Lasst uns reden: Frauenprotokolle aus der Colonia Dignidad Heike Rittel und Jürgen Karwelat

Donnerstag
25.10.2018
Uhrzeit:
19:30 Uhr - 21:00 Uhr
Informationen zum Kurs
Kursnummer W 23/2-18
Bemerkung der andere Buchladen und Amnesty Krefeld
Dauer (U)Stunden
Kursgebühr 5,00 €

Es bedurfte eines Thrillers mit Emma Watson und Daniel Brühl – “Colonia Dignidad – Es gibt kein Zurück” – um eine der unrühmlichen Geschichten der deutschen Politik einem breiteren Publikum nahezubringen.

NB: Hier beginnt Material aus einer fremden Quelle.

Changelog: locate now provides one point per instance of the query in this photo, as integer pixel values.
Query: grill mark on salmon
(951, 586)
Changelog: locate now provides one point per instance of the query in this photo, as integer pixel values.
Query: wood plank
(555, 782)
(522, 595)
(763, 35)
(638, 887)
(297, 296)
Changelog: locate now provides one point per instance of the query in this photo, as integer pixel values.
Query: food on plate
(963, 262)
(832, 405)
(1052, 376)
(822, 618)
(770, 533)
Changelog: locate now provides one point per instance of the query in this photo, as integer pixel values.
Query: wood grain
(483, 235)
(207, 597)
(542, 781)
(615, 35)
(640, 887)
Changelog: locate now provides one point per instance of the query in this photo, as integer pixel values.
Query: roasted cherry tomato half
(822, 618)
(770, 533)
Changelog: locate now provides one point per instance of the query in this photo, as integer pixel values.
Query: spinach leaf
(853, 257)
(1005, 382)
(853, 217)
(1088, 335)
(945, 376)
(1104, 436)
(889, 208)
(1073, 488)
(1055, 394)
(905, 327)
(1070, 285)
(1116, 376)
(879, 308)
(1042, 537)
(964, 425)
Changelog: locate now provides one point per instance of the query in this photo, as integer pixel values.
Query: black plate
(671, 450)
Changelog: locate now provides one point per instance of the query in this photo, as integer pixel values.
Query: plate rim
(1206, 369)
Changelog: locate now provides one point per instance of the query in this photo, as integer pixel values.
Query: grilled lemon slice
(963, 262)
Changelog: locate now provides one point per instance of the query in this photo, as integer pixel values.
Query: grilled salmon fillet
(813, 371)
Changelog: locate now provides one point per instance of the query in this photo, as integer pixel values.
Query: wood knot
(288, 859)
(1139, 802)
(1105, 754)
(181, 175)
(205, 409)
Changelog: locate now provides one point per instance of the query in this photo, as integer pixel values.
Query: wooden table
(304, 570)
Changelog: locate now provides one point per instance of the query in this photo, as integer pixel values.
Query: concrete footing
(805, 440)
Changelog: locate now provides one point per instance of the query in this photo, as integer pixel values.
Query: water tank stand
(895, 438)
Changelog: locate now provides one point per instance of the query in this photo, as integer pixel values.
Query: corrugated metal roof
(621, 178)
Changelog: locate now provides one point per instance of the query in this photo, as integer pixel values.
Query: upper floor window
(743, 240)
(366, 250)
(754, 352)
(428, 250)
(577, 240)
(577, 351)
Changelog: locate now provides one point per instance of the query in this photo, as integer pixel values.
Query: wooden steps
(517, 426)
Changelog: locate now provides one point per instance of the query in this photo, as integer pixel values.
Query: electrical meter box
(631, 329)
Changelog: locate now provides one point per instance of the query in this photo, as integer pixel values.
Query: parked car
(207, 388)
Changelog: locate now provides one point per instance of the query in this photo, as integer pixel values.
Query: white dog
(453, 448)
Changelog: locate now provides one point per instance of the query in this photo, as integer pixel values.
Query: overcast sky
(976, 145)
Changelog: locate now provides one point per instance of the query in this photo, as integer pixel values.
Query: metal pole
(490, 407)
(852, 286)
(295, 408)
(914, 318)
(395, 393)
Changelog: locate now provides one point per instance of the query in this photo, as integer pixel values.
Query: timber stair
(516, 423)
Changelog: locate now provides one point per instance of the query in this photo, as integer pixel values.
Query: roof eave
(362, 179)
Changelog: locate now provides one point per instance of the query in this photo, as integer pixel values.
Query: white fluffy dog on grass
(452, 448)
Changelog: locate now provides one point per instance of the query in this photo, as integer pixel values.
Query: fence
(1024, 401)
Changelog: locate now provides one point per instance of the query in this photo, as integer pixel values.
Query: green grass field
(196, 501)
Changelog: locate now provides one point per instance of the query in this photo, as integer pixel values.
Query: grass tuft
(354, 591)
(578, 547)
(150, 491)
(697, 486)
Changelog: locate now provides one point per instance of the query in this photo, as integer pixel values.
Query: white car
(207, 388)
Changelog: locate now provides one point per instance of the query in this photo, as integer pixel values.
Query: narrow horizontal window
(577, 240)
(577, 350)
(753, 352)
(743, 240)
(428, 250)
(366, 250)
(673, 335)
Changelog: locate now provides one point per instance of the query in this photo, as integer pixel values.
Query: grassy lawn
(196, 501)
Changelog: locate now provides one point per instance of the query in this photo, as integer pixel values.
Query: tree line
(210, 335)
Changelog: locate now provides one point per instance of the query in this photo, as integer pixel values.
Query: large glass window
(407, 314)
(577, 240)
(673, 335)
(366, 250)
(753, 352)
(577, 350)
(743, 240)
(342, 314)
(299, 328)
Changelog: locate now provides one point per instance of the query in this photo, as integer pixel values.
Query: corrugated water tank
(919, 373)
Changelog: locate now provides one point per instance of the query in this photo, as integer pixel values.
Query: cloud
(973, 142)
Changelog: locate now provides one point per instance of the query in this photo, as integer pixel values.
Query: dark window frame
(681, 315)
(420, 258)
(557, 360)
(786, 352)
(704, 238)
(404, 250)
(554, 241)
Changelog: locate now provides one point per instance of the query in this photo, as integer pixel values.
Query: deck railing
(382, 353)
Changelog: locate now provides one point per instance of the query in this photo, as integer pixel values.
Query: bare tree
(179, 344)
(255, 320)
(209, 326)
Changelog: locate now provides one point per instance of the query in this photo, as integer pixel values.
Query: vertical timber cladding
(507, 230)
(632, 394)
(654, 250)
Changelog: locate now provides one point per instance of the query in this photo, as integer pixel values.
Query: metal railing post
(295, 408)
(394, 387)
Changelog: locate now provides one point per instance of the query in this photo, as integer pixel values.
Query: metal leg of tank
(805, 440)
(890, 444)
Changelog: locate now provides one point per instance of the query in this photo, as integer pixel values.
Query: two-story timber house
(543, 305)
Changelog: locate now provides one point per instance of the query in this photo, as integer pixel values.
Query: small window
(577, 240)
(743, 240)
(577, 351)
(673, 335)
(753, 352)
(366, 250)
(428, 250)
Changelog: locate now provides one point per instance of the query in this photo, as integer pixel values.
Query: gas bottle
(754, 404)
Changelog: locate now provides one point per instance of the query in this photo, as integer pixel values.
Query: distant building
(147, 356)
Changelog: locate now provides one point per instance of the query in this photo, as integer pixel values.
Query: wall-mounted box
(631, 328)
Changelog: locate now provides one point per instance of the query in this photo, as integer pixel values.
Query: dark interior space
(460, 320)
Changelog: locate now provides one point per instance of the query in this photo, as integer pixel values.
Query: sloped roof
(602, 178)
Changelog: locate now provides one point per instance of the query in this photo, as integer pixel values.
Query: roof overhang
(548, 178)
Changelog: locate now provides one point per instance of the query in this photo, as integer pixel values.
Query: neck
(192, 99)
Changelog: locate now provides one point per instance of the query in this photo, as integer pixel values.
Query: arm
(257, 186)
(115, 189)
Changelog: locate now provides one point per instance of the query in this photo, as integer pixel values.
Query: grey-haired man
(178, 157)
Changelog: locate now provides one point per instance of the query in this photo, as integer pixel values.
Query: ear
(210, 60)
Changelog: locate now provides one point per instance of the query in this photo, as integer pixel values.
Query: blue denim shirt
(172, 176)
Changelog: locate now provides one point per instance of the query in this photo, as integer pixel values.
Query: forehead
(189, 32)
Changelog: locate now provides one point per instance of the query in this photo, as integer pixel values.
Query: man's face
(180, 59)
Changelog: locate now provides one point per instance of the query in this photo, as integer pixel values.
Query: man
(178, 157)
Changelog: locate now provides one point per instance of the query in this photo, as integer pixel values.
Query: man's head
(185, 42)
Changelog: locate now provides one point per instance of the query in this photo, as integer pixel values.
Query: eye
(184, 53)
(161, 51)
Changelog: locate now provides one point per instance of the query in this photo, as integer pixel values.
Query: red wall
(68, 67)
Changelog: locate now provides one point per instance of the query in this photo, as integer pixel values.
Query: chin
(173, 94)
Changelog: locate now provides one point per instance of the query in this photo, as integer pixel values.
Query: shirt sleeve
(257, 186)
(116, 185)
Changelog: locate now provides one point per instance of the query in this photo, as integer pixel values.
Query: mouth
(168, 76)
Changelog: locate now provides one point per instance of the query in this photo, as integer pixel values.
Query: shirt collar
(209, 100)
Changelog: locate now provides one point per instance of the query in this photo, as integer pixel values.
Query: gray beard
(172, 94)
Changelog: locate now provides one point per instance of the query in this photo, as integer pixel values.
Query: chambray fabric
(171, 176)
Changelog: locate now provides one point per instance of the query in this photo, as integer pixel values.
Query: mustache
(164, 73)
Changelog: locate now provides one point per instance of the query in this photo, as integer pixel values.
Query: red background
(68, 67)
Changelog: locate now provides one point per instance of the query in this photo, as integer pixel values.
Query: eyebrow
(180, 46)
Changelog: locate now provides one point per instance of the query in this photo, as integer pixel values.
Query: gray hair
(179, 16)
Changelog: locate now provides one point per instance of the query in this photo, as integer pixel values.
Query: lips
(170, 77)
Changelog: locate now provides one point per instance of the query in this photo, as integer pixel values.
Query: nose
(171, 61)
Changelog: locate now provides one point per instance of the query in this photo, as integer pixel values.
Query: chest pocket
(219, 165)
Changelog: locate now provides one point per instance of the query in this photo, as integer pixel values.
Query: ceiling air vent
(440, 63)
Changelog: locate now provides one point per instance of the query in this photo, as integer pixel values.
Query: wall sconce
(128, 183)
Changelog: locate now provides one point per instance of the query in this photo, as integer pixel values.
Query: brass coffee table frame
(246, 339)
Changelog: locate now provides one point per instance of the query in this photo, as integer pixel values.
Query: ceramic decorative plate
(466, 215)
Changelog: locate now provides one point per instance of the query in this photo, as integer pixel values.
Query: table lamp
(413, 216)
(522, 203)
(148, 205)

Westdeutschland in den 1960er Jahren: Laienprediger Paul Schäfer schart eine sektenähnliche Gruppe um sich und bringt viele Erwachsene und fast zweihundert Kinder ins chilenische Ausland. Dort gründet er die Colonia Dignidad (“Kolonie Würde”), in der die betroffenen Kinder über Jahrzehnte sexuell und, wie die erwachsenen Sektenmitglieder, als Arbeitssklaven missbraucht werden. Später wurde die Colonia Dignidad auch ein Folterlager des Geheimdienstes der Pinochet-Diktatur.
Heike Rittel hat sich auf die Spur der Frauen dieser ehemaligen Sekte begeben. Sie befragte Frauen verschiedenster Generationen: Sehr persönliche Schicksale mit ganz unterschiedlichen Überlebensstrategien und Formen der Vergangenheitsbewältigung.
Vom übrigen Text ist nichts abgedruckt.